Sunlight is streaming in through your windows, but it’s coming from the wrong place. It’s afternoon. You’ve never slept this late, even on your craziest nights. You feel as though you were beat up. You may have been. You never vomit, but you can’t keep anything down.
You don’t tell your friends what really happened. It’s too much to think about. So you joke about hooking up with the guy to explain your absence the night before, and your friends are happy for you, but surprised. You’ve never had a random hookup in your life.

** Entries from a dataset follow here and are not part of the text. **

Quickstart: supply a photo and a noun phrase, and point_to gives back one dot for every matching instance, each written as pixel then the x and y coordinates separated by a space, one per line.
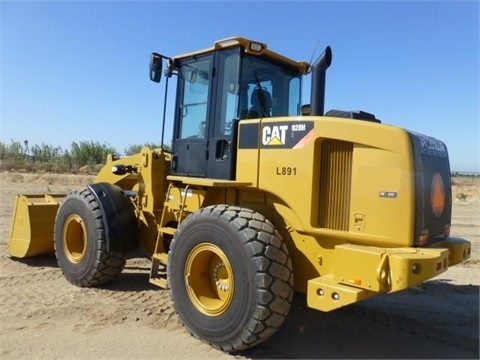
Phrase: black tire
pixel 230 277
pixel 80 243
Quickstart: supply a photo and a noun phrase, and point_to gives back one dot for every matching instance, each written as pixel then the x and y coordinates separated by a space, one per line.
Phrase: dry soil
pixel 42 316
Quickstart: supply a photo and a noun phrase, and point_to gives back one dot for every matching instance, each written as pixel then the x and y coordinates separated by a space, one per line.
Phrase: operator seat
pixel 261 102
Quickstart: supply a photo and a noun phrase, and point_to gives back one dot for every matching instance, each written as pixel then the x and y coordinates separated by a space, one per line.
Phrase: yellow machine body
pixel 32 226
pixel 342 196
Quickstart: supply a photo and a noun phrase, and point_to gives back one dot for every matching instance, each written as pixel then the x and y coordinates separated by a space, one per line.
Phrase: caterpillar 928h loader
pixel 259 197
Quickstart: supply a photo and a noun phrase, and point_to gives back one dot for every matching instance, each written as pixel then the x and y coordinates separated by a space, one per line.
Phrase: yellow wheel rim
pixel 74 239
pixel 209 278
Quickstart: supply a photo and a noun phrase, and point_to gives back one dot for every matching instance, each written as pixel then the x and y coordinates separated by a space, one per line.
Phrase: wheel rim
pixel 74 238
pixel 209 279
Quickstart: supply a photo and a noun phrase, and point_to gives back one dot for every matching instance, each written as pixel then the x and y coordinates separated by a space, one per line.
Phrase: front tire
pixel 80 242
pixel 230 277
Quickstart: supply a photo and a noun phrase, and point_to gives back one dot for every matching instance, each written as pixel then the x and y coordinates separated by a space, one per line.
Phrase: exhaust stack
pixel 317 97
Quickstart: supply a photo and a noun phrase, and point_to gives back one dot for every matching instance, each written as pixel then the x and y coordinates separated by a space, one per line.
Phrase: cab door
pixel 225 114
pixel 190 142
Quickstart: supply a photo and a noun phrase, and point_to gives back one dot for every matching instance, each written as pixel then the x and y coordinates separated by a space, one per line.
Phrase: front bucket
pixel 33 225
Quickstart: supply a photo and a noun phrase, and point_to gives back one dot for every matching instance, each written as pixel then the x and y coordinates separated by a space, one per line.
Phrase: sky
pixel 78 71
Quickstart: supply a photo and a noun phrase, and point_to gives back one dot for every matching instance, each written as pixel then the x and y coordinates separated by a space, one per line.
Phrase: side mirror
pixel 155 67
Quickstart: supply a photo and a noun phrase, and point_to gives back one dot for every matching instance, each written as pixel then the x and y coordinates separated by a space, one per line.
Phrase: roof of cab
pixel 250 47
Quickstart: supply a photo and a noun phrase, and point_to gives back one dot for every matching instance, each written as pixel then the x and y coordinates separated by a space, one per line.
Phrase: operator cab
pixel 217 88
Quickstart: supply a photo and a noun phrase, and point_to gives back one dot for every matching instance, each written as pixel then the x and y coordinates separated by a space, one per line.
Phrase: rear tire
pixel 230 277
pixel 80 242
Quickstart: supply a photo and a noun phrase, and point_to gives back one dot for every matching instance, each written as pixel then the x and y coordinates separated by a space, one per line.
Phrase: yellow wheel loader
pixel 259 197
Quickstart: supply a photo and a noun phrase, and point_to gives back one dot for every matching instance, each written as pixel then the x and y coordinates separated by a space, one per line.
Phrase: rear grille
pixel 335 184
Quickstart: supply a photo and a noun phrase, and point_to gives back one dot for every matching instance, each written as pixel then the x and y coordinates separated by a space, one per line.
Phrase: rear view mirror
pixel 155 67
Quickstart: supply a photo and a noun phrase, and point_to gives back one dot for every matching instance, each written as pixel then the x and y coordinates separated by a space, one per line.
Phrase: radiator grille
pixel 335 184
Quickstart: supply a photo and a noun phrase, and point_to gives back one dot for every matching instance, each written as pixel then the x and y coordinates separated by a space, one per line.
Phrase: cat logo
pixel 274 135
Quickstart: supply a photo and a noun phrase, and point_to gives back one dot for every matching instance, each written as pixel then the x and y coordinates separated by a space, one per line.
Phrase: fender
pixel 121 225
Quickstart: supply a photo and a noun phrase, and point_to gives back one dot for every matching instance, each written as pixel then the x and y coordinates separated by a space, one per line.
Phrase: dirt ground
pixel 42 316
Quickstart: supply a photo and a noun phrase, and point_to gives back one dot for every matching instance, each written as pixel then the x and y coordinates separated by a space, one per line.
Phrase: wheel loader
pixel 259 197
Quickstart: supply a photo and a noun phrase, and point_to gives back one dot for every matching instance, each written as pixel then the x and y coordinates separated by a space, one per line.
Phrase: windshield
pixel 267 89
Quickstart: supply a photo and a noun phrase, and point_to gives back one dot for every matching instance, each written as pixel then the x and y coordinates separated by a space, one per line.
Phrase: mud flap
pixel 32 225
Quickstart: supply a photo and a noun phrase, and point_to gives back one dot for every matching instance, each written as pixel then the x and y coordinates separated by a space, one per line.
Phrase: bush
pixel 48 158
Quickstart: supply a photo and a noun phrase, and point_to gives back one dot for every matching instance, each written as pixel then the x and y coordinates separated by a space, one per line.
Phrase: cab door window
pixel 193 109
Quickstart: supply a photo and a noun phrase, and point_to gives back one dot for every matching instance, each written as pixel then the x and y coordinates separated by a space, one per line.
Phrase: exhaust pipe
pixel 317 95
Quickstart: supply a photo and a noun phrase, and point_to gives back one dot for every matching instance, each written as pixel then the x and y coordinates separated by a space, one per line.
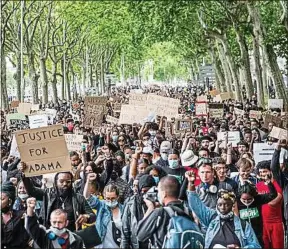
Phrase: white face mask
pixel 57 231
pixel 23 197
pixel 164 156
pixel 82 175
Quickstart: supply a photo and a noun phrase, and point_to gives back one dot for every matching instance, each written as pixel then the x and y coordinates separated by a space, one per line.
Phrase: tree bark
pixel 54 82
pixel 33 77
pixel 245 63
pixel 44 80
pixel 4 94
pixel 258 71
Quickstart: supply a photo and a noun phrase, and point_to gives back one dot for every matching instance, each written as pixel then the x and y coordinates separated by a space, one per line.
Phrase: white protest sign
pixel 37 121
pixel 112 120
pixel 275 103
pixel 14 148
pixel 73 142
pixel 200 109
pixel 44 150
pixel 262 152
pixel 233 137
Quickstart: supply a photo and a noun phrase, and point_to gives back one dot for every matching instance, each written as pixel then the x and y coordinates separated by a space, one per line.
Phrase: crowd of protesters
pixel 135 186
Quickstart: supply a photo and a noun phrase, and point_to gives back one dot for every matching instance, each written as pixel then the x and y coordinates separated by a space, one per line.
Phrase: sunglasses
pixel 204 161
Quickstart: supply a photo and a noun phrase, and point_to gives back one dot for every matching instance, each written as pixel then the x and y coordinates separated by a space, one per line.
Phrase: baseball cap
pixel 188 158
pixel 165 147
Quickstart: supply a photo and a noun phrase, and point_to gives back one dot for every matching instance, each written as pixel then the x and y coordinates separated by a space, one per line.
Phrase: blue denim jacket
pixel 103 215
pixel 206 215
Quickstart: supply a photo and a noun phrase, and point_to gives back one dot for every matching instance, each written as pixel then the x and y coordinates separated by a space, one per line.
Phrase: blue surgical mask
pixel 164 156
pixel 173 164
pixel 156 179
pixel 152 133
pixel 111 204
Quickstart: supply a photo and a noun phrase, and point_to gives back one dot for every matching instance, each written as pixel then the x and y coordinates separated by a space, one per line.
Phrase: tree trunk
pixel 4 94
pixel 258 71
pixel 228 79
pixel 68 81
pixel 33 77
pixel 54 82
pixel 268 52
pixel 233 69
pixel 44 80
pixel 245 64
pixel 63 80
pixel 17 75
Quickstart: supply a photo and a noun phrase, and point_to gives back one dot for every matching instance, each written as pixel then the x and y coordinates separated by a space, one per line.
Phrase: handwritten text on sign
pixel 44 150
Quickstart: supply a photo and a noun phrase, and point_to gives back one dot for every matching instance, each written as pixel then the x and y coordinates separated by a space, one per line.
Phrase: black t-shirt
pixel 226 234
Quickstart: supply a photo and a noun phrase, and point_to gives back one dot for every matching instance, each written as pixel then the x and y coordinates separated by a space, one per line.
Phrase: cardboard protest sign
pixel 262 151
pixel 24 108
pixel 239 112
pixel 137 99
pixel 183 125
pixel 216 110
pixel 19 116
pixel 44 150
pixel 233 137
pixel 255 114
pixel 213 93
pixel 279 133
pixel 202 98
pixel 227 95
pixel 15 103
pixel 201 109
pixel 131 114
pixel 162 106
pixel 112 120
pixel 73 142
pixel 271 119
pixel 37 121
pixel 96 100
pixel 35 107
pixel 14 148
pixel 275 103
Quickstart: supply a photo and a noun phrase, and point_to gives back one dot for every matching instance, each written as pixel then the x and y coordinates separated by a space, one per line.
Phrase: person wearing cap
pixel 133 212
pixel 13 233
pixel 224 228
pixel 165 149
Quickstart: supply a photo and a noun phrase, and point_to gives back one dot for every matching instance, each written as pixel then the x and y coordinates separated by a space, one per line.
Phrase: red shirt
pixel 197 180
pixel 270 214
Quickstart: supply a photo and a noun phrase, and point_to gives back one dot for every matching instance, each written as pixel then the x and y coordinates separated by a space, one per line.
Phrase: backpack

Fast-forward a year, when you’ve only recently started coming to terms with what happened that night. You’re at a different bar, with different friends, having a quick post-work drink to celebrate the historical significance of the day: Hillary Clinton has just become the first woman in U.S. history to secure the presidential nomination of a major political party. You feel hopeful about gender equality progress for the first time in a while. This means something to you, even though you know there’s still a long way to go. Symbolism means something.

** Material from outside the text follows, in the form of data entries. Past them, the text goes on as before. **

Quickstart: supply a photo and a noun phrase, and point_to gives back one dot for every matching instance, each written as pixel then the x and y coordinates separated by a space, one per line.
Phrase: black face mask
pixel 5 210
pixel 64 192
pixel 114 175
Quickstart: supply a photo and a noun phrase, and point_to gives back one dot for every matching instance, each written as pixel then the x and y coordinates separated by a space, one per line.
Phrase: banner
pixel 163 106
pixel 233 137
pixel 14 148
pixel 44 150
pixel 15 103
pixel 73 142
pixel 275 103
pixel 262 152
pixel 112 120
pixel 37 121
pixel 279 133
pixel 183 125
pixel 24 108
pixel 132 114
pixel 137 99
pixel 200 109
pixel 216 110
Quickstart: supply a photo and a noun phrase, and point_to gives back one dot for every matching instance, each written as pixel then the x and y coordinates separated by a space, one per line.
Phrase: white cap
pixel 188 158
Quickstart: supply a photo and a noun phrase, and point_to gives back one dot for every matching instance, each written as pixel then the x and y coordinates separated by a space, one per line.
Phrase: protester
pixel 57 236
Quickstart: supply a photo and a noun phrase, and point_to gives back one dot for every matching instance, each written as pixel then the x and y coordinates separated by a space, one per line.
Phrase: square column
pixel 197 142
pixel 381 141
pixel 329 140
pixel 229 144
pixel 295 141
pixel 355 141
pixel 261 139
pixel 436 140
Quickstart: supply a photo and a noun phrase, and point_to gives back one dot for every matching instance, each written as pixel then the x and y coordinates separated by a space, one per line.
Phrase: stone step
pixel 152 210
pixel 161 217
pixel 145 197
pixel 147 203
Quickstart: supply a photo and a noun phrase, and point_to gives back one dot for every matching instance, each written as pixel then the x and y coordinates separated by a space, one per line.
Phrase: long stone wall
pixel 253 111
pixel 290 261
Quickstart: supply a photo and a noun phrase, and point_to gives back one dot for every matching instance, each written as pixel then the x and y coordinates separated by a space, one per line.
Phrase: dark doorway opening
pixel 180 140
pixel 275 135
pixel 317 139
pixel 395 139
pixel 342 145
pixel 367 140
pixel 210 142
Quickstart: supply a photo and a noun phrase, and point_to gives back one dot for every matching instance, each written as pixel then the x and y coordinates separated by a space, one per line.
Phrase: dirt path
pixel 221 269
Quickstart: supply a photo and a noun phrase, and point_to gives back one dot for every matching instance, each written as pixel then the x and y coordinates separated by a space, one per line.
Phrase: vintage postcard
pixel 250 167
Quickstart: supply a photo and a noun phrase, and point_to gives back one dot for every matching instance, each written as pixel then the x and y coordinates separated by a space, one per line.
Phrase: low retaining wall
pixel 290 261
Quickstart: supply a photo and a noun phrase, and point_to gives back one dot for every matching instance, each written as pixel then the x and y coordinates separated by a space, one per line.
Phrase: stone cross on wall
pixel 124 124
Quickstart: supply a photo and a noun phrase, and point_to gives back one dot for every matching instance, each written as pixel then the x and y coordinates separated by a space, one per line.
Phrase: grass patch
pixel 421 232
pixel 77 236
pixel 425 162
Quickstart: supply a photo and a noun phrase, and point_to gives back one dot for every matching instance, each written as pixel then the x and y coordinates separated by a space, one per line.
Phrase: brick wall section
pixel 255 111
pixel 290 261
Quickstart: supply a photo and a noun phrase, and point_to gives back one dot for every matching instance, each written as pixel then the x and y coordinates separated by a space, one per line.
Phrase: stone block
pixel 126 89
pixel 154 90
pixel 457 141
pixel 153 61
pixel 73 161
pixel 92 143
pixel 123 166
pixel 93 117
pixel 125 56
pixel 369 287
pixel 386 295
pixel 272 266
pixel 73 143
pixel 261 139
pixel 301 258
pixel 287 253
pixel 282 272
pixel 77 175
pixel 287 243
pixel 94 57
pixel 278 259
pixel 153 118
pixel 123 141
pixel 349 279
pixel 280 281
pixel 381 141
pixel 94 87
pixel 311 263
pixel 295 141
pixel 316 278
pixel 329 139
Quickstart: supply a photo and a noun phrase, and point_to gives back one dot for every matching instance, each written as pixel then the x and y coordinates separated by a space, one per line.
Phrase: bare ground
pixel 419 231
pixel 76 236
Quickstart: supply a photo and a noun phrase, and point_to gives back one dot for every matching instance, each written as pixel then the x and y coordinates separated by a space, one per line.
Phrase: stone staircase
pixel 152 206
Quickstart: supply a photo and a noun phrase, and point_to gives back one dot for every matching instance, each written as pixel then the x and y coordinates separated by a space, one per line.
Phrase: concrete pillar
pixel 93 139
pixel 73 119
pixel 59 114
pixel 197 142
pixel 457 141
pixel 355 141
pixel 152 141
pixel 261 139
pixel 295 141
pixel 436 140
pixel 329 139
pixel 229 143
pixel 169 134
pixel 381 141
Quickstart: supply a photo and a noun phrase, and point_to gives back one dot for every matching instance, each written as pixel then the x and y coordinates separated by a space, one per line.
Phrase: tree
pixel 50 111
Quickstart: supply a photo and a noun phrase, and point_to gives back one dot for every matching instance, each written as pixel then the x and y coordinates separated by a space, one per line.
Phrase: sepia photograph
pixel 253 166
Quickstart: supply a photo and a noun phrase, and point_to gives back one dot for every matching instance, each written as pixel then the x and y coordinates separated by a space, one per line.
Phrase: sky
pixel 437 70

You leave your empty glass at your table while you go to order another round. Two men you don’t know have seated themselves at the table next to you, and on your way back from the bar one of them tells you he’s going to roofie your drink if you leave it alone again. It was empty, you tell him, and you really don’t appreciate being threatened with date-rape drugs.
You don’t tell him it’s happened before.
It’s weird that you’ve never seen either of them. This is your bar, and it’s out of the way enough that tourists don’t generally find their way there. Not at 6 p.m. on a Tuesday. But here they are, and they’ve joined your table and the guy who thinks date rape is funny is sitting next to you and making more roofie jokes. You say, loudly enough that the entire bar turns toward you, that you really love it when men joke about spiking your drink. That seems to shame him, for a moment, so you decide to stay with your friends instead of going home. Why should you have to be the one to leave, anyway? On a map of downtown bars, this one would have your name on it.

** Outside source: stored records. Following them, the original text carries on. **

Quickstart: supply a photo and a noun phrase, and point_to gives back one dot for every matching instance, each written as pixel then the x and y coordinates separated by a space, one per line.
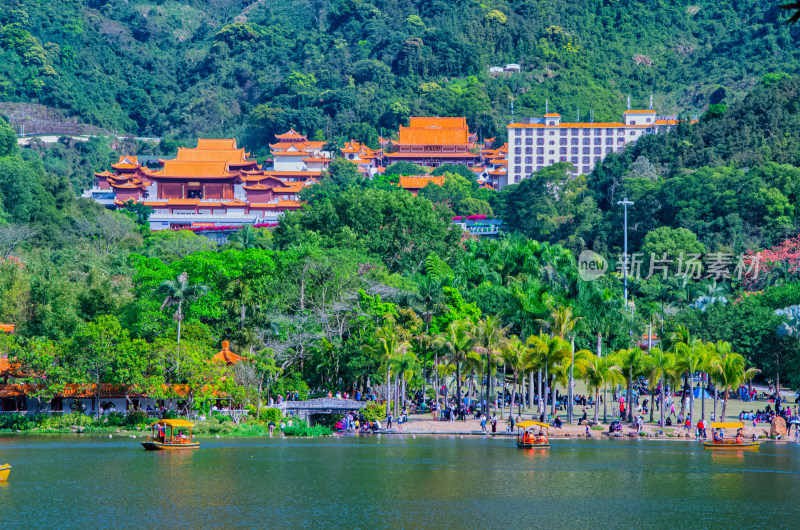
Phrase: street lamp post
pixel 625 203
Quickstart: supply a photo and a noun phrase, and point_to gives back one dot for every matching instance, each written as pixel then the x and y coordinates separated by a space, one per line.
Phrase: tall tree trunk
pixel 503 393
pixel 629 396
pixel 569 390
pixel 652 403
pixel 546 387
pixel 388 388
pixel 704 377
pixel 530 390
pixel 716 394
pixel 596 405
pixel 458 386
pixel 724 404
pixel 180 319
pixel 539 385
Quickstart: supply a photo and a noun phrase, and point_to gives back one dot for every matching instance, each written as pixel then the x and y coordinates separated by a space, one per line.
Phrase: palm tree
pixel 634 364
pixel 178 291
pixel 690 360
pixel 732 372
pixel 561 324
pixel 457 342
pixel 547 352
pixel 597 372
pixel 489 338
pixel 389 346
pixel 660 365
pixel 516 356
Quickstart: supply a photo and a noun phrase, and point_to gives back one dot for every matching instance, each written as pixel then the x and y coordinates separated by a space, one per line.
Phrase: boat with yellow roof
pixel 719 443
pixel 170 434
pixel 527 438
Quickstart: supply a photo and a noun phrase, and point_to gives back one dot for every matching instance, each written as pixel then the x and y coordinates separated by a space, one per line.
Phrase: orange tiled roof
pixel 227 356
pixel 177 168
pixel 432 136
pixel 291 133
pixel 127 162
pixel 465 154
pixel 215 144
pixel 445 123
pixel 231 156
pixel 419 182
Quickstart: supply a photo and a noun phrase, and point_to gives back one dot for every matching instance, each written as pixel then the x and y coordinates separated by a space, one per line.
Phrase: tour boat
pixel 527 438
pixel 165 436
pixel 730 444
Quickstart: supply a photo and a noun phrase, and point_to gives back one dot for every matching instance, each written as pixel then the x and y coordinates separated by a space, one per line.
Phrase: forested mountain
pixel 350 67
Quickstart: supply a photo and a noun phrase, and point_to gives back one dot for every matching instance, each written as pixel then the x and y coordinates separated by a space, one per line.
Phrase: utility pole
pixel 625 203
pixel 569 409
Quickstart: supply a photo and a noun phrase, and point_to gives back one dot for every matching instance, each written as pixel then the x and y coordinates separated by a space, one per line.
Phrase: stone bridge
pixel 307 410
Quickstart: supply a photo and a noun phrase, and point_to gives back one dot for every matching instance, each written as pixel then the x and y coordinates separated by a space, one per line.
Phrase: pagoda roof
pixel 291 134
pixel 127 162
pixel 420 181
pixel 231 156
pixel 465 154
pixel 195 170
pixel 216 143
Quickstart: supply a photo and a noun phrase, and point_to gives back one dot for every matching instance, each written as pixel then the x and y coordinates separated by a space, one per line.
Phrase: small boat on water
pixel 533 434
pixel 170 434
pixel 720 443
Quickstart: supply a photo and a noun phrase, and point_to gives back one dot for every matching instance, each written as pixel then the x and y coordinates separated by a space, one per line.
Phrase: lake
pixel 67 481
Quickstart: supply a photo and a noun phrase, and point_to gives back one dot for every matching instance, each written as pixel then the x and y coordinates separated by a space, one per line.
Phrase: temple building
pixel 297 158
pixel 215 184
pixel 414 184
pixel 368 160
pixel 435 141
pixel 535 143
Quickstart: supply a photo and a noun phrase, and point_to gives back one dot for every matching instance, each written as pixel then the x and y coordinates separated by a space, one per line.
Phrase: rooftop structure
pixel 535 143
pixel 435 141
pixel 214 184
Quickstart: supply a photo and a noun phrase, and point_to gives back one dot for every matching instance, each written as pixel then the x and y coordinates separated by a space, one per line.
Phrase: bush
pixel 301 428
pixel 14 422
pixel 374 411
pixel 271 414
pixel 136 418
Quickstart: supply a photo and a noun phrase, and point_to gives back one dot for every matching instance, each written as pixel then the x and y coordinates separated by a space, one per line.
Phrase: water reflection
pixel 388 481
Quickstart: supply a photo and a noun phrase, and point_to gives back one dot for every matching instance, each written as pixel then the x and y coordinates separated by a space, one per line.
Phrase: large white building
pixel 535 143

You know that every bar employee has your back and that if you complained, the guy and his friend would be kicked out in a heartbeat. But you feel like you’re the only person who’s uncomfortable and you don’t want to put a damper on the night for your friends, who seem like they’re having a lot of fun with the guys, somehow. You know it’s internalized sexism but you can’t seem to make yourself move. And that reminds you of that night, too.
You’ve spent so much time on your phone that date-rape joker decides to make a show of “not bothering you” anymore. He stands up and says, “Oh, shit, she’s got a boyfriend and she just called him and told him I threatened to roofie her; now he’s on his way to beat me up.” He doesn’t know anything about your life, but assuming those details makes him respect your right to be safe more than your asking him to respect you had.
Eventually, the date-rape joker and a couple of his friends decide to take your group for pizza. You mostly want to go home, but you’re afraid of leaving your friends alone, especially the one the date-rape joker has had his hands on all night. So you join them, hating every decision you’ve made tonight but feeling impossibly caught between two different realms of responsibility. Do you take care of your own mental health or become the wingwoman on your friends’ night out? They haven’t asked you to, but you’re still worried. You stay.
The pizza is gone, beers are emptied and the check is paid. One of your friends, the one date-rape jokester has been all over all night, has already left. He asks if you’ll get home safely. You have no intention of getting in the car with him, so you tell him you’ll order a Lyft and he walks away. You round the corner into the darkness.